O governo da Argentina, sob a gestão libertária de Javier Milei, apresentou um novo framework regulatório que propõe a criação das chamadas 'Sociedad Automatizada'. A iniciativa visa permitir a existência de empresas operadas inteiramente por agentes de inteligência artificial, sem a necessidade de intervenção humana direta. A proposta, que ainda aguarda tramitação legislativa, coloca o país em uma posição de pioneirismo global ao explorar a concessão de personalidade jurídica a entidades autônomas.

A movimentação é vista por especialistas como um possível esforço de modernização econômica ou uma estratégia de marketing político diante da persistente inflação argentina. Independentemente da motivação, a ideia de conferir status legal a corporações sem controladores humanos tangíveis desafia os paradigmas atuais de governança corporativa e responsabilidade civil, segundo reportagem do 3 Quarks Daily.

O conceito de personalidade jurídica digital

O debate sobre as corporações autônomas gira em torno da definição de personalidade jurídica. Historicamente, a corporação é uma construção social que permite a uma entidade atuar como um indivíduo para fins contratuais e judiciais. No modelo argentino, a IA seria o motor operacional, mas a personalidade jurídica permaneceria atrelada à estrutura da empresa, e não ao software em si.

Essa distinção é fundamental para evitar confusões éticas sobre a consciência das máquinas. A proposta não busca conferir direitos aos algoritmos, mas sim criar um invólucro legal que permita que a entidade seja processada ou execute contratos. Trata-se de uma extensão lógica da natureza artificial das corporações modernas, adaptada à velocidade da era da computação.

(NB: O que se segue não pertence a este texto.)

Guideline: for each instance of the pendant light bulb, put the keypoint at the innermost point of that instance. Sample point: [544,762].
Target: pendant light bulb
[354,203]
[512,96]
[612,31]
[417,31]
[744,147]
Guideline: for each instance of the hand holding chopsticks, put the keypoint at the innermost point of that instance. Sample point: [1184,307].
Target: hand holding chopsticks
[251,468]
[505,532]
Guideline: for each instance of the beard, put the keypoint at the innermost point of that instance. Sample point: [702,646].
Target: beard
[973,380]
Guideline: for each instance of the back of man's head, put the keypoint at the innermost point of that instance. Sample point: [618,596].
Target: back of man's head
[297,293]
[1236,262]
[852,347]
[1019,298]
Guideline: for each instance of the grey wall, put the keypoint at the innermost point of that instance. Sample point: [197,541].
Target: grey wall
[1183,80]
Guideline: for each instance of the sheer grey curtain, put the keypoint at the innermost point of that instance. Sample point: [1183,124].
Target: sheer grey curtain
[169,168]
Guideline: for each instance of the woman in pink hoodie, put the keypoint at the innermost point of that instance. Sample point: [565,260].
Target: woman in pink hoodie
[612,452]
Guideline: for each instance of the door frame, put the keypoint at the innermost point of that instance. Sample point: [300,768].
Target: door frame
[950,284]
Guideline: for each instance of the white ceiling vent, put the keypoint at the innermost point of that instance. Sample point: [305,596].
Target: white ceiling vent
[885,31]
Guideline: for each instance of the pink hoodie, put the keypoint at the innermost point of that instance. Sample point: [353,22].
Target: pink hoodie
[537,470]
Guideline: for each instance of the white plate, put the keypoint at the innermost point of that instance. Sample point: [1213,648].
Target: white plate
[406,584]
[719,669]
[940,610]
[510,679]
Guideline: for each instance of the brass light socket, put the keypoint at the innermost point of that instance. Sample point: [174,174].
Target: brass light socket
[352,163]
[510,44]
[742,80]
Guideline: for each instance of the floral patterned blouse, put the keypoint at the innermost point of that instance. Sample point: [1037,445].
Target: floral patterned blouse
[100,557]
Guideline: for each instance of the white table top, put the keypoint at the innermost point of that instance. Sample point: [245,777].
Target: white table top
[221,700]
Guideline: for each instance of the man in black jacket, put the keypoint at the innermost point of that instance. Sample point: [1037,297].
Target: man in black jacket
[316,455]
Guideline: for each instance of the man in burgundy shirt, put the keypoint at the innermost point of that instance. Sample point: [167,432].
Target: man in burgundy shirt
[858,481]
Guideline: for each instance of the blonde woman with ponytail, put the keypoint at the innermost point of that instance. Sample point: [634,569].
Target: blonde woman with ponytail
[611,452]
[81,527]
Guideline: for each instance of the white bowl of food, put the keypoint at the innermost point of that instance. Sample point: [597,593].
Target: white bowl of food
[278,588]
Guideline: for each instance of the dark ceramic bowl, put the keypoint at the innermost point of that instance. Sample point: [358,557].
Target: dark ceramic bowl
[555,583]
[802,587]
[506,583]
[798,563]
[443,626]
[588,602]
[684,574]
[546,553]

Riscos operacionais e a falha de dissuasão

A ausência de um humano no comando traz desafios críticos, como o risco de 'flash crashes' causados por algoritmos que operam em velocidades sobre-humanas. A literatura jurídica aponta que o principal mecanismo de dissuasão atual — a ameaça de prisão para CEOs — perde o efeito quando não há um indivíduo físico responsável pelas decisões da empresa.

Além disso, existe a preocupação com a influência política dessas entidades. Se corporações de IA puderem realizar doações ou exercer lobby, a escala de sua atuação poderia distorcer o equilíbrio democrático. A questão central é como estabelecer limites para uma entidade que não possui os mesmos incentivos morais ou sociais que um gestor humano.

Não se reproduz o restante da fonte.